Moreover, as concerns over concussion have become more widespread, the narrowness of existing approaches has become more problematic. The resolution of the public health crisis around concussion arguably lies as much in its social, ethical and management dimensions as it does in medical developments. Public understanding is shaped by media representation, athlete behavior is shaped by sport cultures, and medical treatment for concussion invokes distinct ethical challenges around consent and patient autonomy. In policy and planning terms concussion is a ‘wicked problem’ – complex, difficult to define and continuously evolving.
This Research Topic seeks contributions from across the humanities and the social and behavioural sciences to expand our understanding of concussion in sport. This multidisciplinary approach is essential to establishing more effective resolutions of this public health issue and ameliorating the personal experiences of this unique sporting injury.
We welcome submissions which draw upon communication studies, ethics, governance, history, legal perspectives, management, policy, public health, and sociology. Research may be informed by both quantitative and qualitative methodologies. We particularly seek contributions from across the global academic community, focusing on various sporting practices and diverse populations, to shape the emerging cross-cultural analysis of concussion in sport as a public health issue.
Potential topics include:
• Sports subcultures and the development of context-specific perceptions of concussion
• Athletes’ experiences of concussion, especially the longitudinal and holistic impact of injury
• The development of public understandings of concussion and the social dimensions of medical advances
• The role of the media in amplifying/de-amplifying the public health crisis around concussion
• International and national sport governing body responses to concussion, particularly in relation to regulation and policy development
• Critical evaluations of concussion prevention programmes
• The development of the concussion public health crisis, locating this specific sport-related health crisis in broader socio-historical context.

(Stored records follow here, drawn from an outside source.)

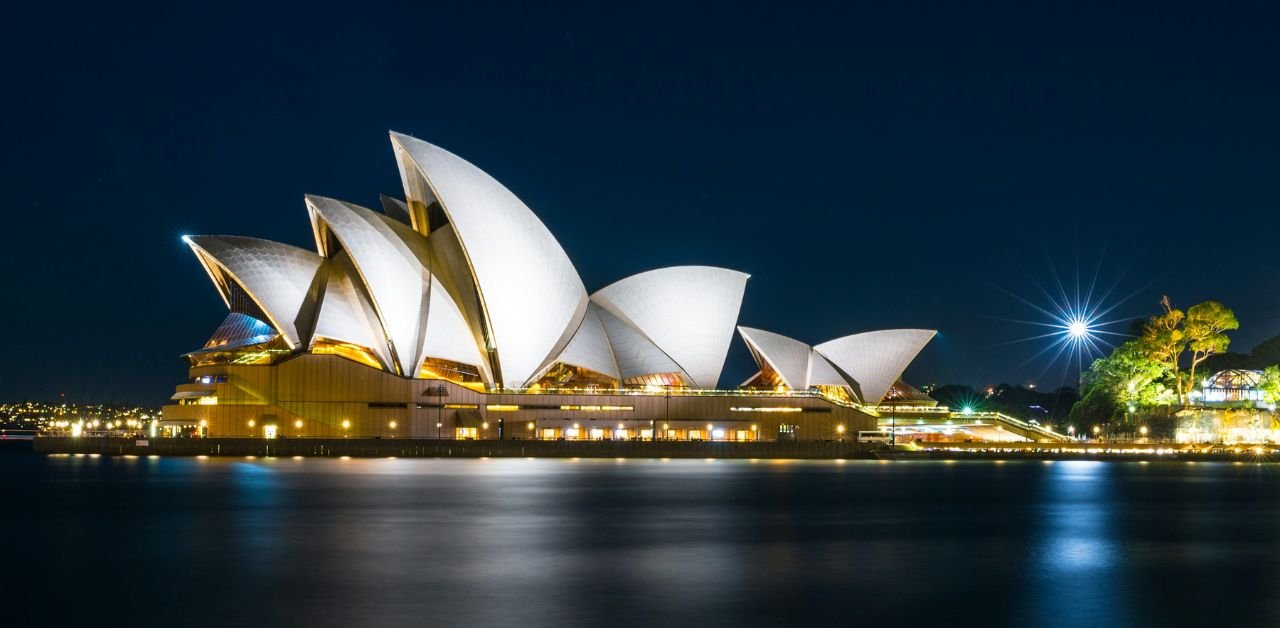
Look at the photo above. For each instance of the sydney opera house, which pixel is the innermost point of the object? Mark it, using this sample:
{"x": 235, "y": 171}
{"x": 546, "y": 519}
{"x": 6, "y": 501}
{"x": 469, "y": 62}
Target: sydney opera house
{"x": 456, "y": 314}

• The distinct ethical issues that arise from regulating and managing brain injury in sport
• The social factors affecting the development of medical research into concussion and related conditions.
Keywords: Brain Injury, Concussion, Chronic Traumatic Encephalopathy, Sport
Important Note: All contributions to this Research Topic must be within the scope of the section and journal to which they are submitted, as defined in their mission statements. Frontiers reserves the right to guide an out-of-scope manuscript to a more suitable section or journal at any stage of peer review.